Oh, how much I wished then that he would have got angry, have defended himself, have shouted at me! But he did nothing. I had all that to do within myself. He would have smiled, had he been able. The fact that he could not, showed me more than anything else how hard I had hit him.
And because Pistorius took the blow from me, his presumptuous and ungrateful pupil, so quietly, because he silently agreed with me, because he recognized my word as a judgment of fate, he caused me to hate myself, he made my thoughtlessness seem a thousand times greater than it was. As I struck, I had thought to hit a strong man, capable of defending himself—now he was a meek, suffering creature, defenseless, who surrendered in silence.
We remained a long time lying before the dying fire, in which each glowing figure, each crumbling ash heap called to my memory happy, beautiful, rich hours, making my guilt and my obligation to Pistorius greater and greater. Finally I could bear it no longer. I got up and went. A long time I stood before his door, a long time I listened on the dark staircase, a long time I stood outside in front of the house, waiting to see whether perhaps he would come out to me.

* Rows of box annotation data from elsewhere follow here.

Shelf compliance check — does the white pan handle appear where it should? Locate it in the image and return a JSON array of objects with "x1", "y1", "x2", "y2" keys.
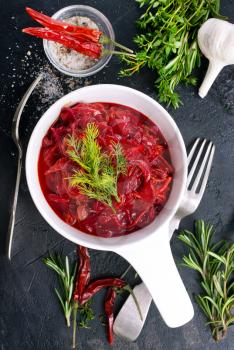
[{"x1": 116, "y1": 227, "x2": 194, "y2": 328}]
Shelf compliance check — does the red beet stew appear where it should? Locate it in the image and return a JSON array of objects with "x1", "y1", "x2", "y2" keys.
[{"x1": 38, "y1": 103, "x2": 173, "y2": 237}]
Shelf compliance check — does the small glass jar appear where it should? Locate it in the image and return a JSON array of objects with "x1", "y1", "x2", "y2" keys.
[{"x1": 43, "y1": 5, "x2": 115, "y2": 77}]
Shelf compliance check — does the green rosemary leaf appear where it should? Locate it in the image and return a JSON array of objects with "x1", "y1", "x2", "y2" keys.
[
  {"x1": 120, "y1": 0, "x2": 224, "y2": 108},
  {"x1": 43, "y1": 254, "x2": 76, "y2": 327},
  {"x1": 179, "y1": 220, "x2": 234, "y2": 341}
]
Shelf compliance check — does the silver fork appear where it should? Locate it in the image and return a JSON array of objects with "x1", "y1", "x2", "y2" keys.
[
  {"x1": 114, "y1": 139, "x2": 215, "y2": 341},
  {"x1": 6, "y1": 74, "x2": 42, "y2": 259}
]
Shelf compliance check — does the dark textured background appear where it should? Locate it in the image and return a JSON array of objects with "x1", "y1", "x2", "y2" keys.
[{"x1": 0, "y1": 0, "x2": 234, "y2": 350}]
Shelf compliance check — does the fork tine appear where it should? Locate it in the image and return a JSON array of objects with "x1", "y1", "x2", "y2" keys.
[
  {"x1": 198, "y1": 145, "x2": 215, "y2": 198},
  {"x1": 188, "y1": 138, "x2": 200, "y2": 166},
  {"x1": 191, "y1": 142, "x2": 213, "y2": 192},
  {"x1": 187, "y1": 139, "x2": 206, "y2": 188}
]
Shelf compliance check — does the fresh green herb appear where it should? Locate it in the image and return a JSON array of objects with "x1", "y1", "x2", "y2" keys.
[
  {"x1": 120, "y1": 0, "x2": 223, "y2": 108},
  {"x1": 43, "y1": 254, "x2": 76, "y2": 327},
  {"x1": 67, "y1": 123, "x2": 126, "y2": 208},
  {"x1": 179, "y1": 221, "x2": 234, "y2": 341}
]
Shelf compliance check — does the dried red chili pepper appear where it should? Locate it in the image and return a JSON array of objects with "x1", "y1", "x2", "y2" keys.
[
  {"x1": 26, "y1": 7, "x2": 102, "y2": 43},
  {"x1": 104, "y1": 288, "x2": 117, "y2": 344},
  {"x1": 73, "y1": 246, "x2": 90, "y2": 301},
  {"x1": 80, "y1": 278, "x2": 126, "y2": 305},
  {"x1": 22, "y1": 27, "x2": 102, "y2": 58}
]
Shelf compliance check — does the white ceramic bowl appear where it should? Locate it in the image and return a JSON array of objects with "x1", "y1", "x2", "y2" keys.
[{"x1": 26, "y1": 84, "x2": 193, "y2": 327}]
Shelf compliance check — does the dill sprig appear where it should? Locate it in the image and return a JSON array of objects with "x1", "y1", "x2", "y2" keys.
[
  {"x1": 179, "y1": 220, "x2": 234, "y2": 341},
  {"x1": 66, "y1": 123, "x2": 126, "y2": 209}
]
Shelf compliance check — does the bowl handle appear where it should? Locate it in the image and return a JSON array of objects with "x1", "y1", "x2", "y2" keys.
[{"x1": 116, "y1": 227, "x2": 194, "y2": 328}]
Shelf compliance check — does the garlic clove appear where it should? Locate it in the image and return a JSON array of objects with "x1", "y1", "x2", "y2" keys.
[
  {"x1": 198, "y1": 18, "x2": 234, "y2": 98},
  {"x1": 198, "y1": 60, "x2": 225, "y2": 98}
]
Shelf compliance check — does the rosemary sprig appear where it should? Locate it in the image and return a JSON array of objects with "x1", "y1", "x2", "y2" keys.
[
  {"x1": 120, "y1": 0, "x2": 226, "y2": 108},
  {"x1": 43, "y1": 254, "x2": 76, "y2": 327},
  {"x1": 67, "y1": 123, "x2": 126, "y2": 208},
  {"x1": 179, "y1": 220, "x2": 234, "y2": 341}
]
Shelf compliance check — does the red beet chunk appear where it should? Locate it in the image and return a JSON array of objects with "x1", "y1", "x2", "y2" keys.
[{"x1": 38, "y1": 102, "x2": 173, "y2": 237}]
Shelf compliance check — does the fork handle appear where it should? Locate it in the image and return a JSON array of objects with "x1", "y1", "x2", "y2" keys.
[{"x1": 6, "y1": 152, "x2": 22, "y2": 260}]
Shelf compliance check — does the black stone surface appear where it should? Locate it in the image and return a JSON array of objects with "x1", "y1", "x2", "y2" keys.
[{"x1": 0, "y1": 0, "x2": 234, "y2": 350}]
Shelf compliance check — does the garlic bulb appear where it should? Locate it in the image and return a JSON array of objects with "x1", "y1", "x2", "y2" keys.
[{"x1": 198, "y1": 18, "x2": 234, "y2": 98}]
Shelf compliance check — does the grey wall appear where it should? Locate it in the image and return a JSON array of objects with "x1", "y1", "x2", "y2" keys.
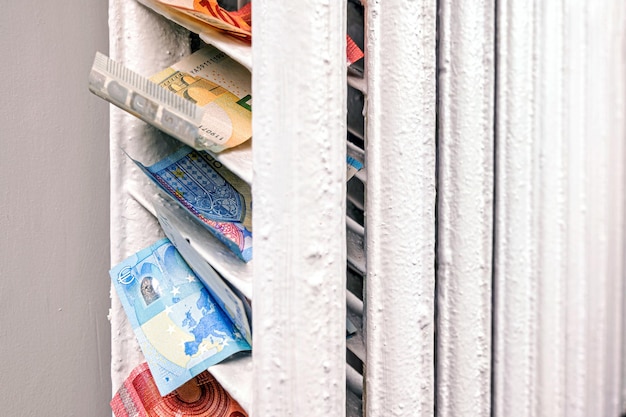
[{"x1": 0, "y1": 0, "x2": 111, "y2": 417}]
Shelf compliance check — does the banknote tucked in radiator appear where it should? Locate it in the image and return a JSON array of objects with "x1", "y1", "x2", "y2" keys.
[
  {"x1": 129, "y1": 146, "x2": 252, "y2": 262},
  {"x1": 109, "y1": 239, "x2": 251, "y2": 395},
  {"x1": 111, "y1": 362, "x2": 247, "y2": 417}
]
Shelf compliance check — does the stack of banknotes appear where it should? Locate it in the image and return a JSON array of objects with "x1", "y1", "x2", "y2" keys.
[
  {"x1": 101, "y1": 0, "x2": 363, "y2": 410},
  {"x1": 134, "y1": 0, "x2": 363, "y2": 66},
  {"x1": 111, "y1": 362, "x2": 247, "y2": 417}
]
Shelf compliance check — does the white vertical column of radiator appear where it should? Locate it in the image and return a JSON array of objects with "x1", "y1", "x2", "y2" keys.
[
  {"x1": 252, "y1": 0, "x2": 346, "y2": 417},
  {"x1": 108, "y1": 0, "x2": 189, "y2": 392},
  {"x1": 494, "y1": 0, "x2": 625, "y2": 417},
  {"x1": 584, "y1": 0, "x2": 626, "y2": 416},
  {"x1": 436, "y1": 0, "x2": 495, "y2": 417},
  {"x1": 364, "y1": 0, "x2": 436, "y2": 417}
]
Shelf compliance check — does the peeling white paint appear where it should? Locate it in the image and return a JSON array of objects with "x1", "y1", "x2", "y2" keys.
[
  {"x1": 252, "y1": 0, "x2": 346, "y2": 417},
  {"x1": 436, "y1": 0, "x2": 495, "y2": 417},
  {"x1": 364, "y1": 0, "x2": 436, "y2": 417}
]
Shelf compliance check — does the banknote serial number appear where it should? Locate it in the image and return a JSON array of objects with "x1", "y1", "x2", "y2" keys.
[
  {"x1": 189, "y1": 52, "x2": 226, "y2": 75},
  {"x1": 117, "y1": 266, "x2": 135, "y2": 285},
  {"x1": 200, "y1": 126, "x2": 226, "y2": 142}
]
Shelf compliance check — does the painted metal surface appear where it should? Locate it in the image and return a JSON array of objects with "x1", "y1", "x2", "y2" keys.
[
  {"x1": 109, "y1": 0, "x2": 189, "y2": 392},
  {"x1": 364, "y1": 0, "x2": 436, "y2": 417},
  {"x1": 252, "y1": 0, "x2": 347, "y2": 417},
  {"x1": 436, "y1": 0, "x2": 495, "y2": 417},
  {"x1": 493, "y1": 1, "x2": 624, "y2": 417}
]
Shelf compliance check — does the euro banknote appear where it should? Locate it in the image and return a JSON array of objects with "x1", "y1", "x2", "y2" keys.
[
  {"x1": 141, "y1": 0, "x2": 364, "y2": 66},
  {"x1": 111, "y1": 362, "x2": 247, "y2": 417},
  {"x1": 109, "y1": 239, "x2": 251, "y2": 396},
  {"x1": 89, "y1": 46, "x2": 252, "y2": 152},
  {"x1": 131, "y1": 146, "x2": 252, "y2": 262},
  {"x1": 154, "y1": 198, "x2": 252, "y2": 344},
  {"x1": 157, "y1": 0, "x2": 252, "y2": 42},
  {"x1": 150, "y1": 45, "x2": 252, "y2": 152}
]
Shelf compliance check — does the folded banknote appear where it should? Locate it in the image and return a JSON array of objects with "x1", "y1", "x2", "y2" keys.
[
  {"x1": 109, "y1": 239, "x2": 251, "y2": 395},
  {"x1": 140, "y1": 0, "x2": 364, "y2": 66},
  {"x1": 89, "y1": 46, "x2": 252, "y2": 152},
  {"x1": 150, "y1": 45, "x2": 252, "y2": 152},
  {"x1": 111, "y1": 362, "x2": 247, "y2": 417},
  {"x1": 131, "y1": 146, "x2": 252, "y2": 262}
]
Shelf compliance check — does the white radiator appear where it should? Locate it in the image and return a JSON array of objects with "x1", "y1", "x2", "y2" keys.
[{"x1": 109, "y1": 0, "x2": 626, "y2": 417}]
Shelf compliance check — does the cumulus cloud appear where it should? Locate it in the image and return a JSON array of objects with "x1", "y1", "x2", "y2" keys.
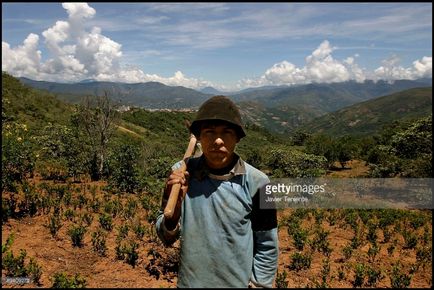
[
  {"x1": 237, "y1": 40, "x2": 432, "y2": 88},
  {"x1": 2, "y1": 3, "x2": 212, "y2": 88},
  {"x1": 2, "y1": 3, "x2": 432, "y2": 90}
]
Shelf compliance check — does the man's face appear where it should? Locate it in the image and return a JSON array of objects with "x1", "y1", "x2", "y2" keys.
[{"x1": 199, "y1": 123, "x2": 239, "y2": 169}]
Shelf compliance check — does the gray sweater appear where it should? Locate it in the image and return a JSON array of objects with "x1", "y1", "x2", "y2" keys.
[{"x1": 156, "y1": 157, "x2": 278, "y2": 288}]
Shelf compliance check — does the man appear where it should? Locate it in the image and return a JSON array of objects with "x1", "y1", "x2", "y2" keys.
[{"x1": 156, "y1": 96, "x2": 278, "y2": 288}]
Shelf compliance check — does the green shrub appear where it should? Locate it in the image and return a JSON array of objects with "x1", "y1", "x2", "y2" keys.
[
  {"x1": 51, "y1": 273, "x2": 87, "y2": 288},
  {"x1": 68, "y1": 225, "x2": 86, "y2": 247}
]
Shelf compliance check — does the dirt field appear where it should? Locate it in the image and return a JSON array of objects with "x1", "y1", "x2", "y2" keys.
[{"x1": 2, "y1": 161, "x2": 432, "y2": 288}]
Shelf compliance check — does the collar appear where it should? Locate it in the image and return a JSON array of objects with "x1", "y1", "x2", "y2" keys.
[{"x1": 193, "y1": 154, "x2": 246, "y2": 180}]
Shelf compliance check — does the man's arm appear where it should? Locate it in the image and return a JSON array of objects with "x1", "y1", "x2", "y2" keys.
[
  {"x1": 155, "y1": 162, "x2": 188, "y2": 246},
  {"x1": 251, "y1": 192, "x2": 279, "y2": 288},
  {"x1": 155, "y1": 208, "x2": 180, "y2": 246}
]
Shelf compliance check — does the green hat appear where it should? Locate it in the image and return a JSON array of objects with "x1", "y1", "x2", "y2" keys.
[{"x1": 190, "y1": 96, "x2": 246, "y2": 138}]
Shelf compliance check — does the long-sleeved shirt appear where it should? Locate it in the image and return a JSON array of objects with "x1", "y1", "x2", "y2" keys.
[{"x1": 156, "y1": 157, "x2": 278, "y2": 288}]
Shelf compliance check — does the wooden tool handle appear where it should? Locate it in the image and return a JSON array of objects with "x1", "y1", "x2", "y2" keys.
[{"x1": 164, "y1": 134, "x2": 196, "y2": 219}]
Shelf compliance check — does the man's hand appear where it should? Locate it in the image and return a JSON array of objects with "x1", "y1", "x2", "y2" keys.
[{"x1": 162, "y1": 169, "x2": 190, "y2": 230}]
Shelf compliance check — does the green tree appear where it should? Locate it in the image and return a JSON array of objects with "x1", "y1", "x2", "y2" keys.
[{"x1": 108, "y1": 144, "x2": 140, "y2": 193}]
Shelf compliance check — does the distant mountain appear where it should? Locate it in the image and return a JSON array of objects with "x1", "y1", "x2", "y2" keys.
[
  {"x1": 20, "y1": 78, "x2": 432, "y2": 133},
  {"x1": 231, "y1": 79, "x2": 432, "y2": 114},
  {"x1": 199, "y1": 87, "x2": 224, "y2": 96},
  {"x1": 19, "y1": 78, "x2": 210, "y2": 109},
  {"x1": 300, "y1": 87, "x2": 432, "y2": 136},
  {"x1": 237, "y1": 101, "x2": 322, "y2": 134}
]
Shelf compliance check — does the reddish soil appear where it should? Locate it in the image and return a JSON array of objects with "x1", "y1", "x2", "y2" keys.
[{"x1": 2, "y1": 161, "x2": 432, "y2": 288}]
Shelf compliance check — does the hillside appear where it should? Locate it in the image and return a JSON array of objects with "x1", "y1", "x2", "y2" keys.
[
  {"x1": 300, "y1": 87, "x2": 432, "y2": 136},
  {"x1": 20, "y1": 78, "x2": 210, "y2": 109},
  {"x1": 20, "y1": 78, "x2": 432, "y2": 133}
]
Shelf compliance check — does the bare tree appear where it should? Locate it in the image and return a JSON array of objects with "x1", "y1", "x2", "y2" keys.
[{"x1": 78, "y1": 91, "x2": 117, "y2": 180}]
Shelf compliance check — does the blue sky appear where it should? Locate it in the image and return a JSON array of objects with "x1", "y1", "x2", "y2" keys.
[{"x1": 2, "y1": 2, "x2": 432, "y2": 90}]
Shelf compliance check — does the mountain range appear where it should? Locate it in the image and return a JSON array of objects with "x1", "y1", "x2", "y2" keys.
[{"x1": 19, "y1": 78, "x2": 432, "y2": 137}]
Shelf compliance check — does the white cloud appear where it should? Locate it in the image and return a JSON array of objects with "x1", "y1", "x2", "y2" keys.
[
  {"x1": 2, "y1": 3, "x2": 212, "y2": 88},
  {"x1": 2, "y1": 3, "x2": 432, "y2": 90},
  {"x1": 373, "y1": 55, "x2": 432, "y2": 82},
  {"x1": 2, "y1": 33, "x2": 41, "y2": 76},
  {"x1": 237, "y1": 40, "x2": 432, "y2": 89}
]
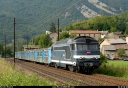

Then I went on, walking for hours and hours through town and suburbs, park and wood, until evening fell. At that moment I felt for the first time the mark of Cain on my forehead.
I fell to pondering and rumination. I had every intention, in thinking matters over, to accuse myself and to defend Pistorius. But all ended to the contrary. A thousand times I was ready to repent of my rash word and to withdraw it—but it had been true, nevertheless. Now I succeeded in understanding Pistorius, in building up his whole dream. This dream had been to be a priest, to proclaim a new religion, to invent new forms of exultation, of love, of worship, to set up new symbols. But this was not within his province. He lingered too long in the past, he knew too much of what had been, he knew too much of Egypt, of India, of Mithras, of Abraxas. His love was attached to ideas with which the world was already familiar. And in his inmost self he probably recognized that the new religion had to be different, that it had to spring from fresh sources and not be drawn out of collections and libraries. His office was, perhaps, to help men to find themselves, as he had done with me. But to found a new doctrine, to give new gods to the world, was not his function in life.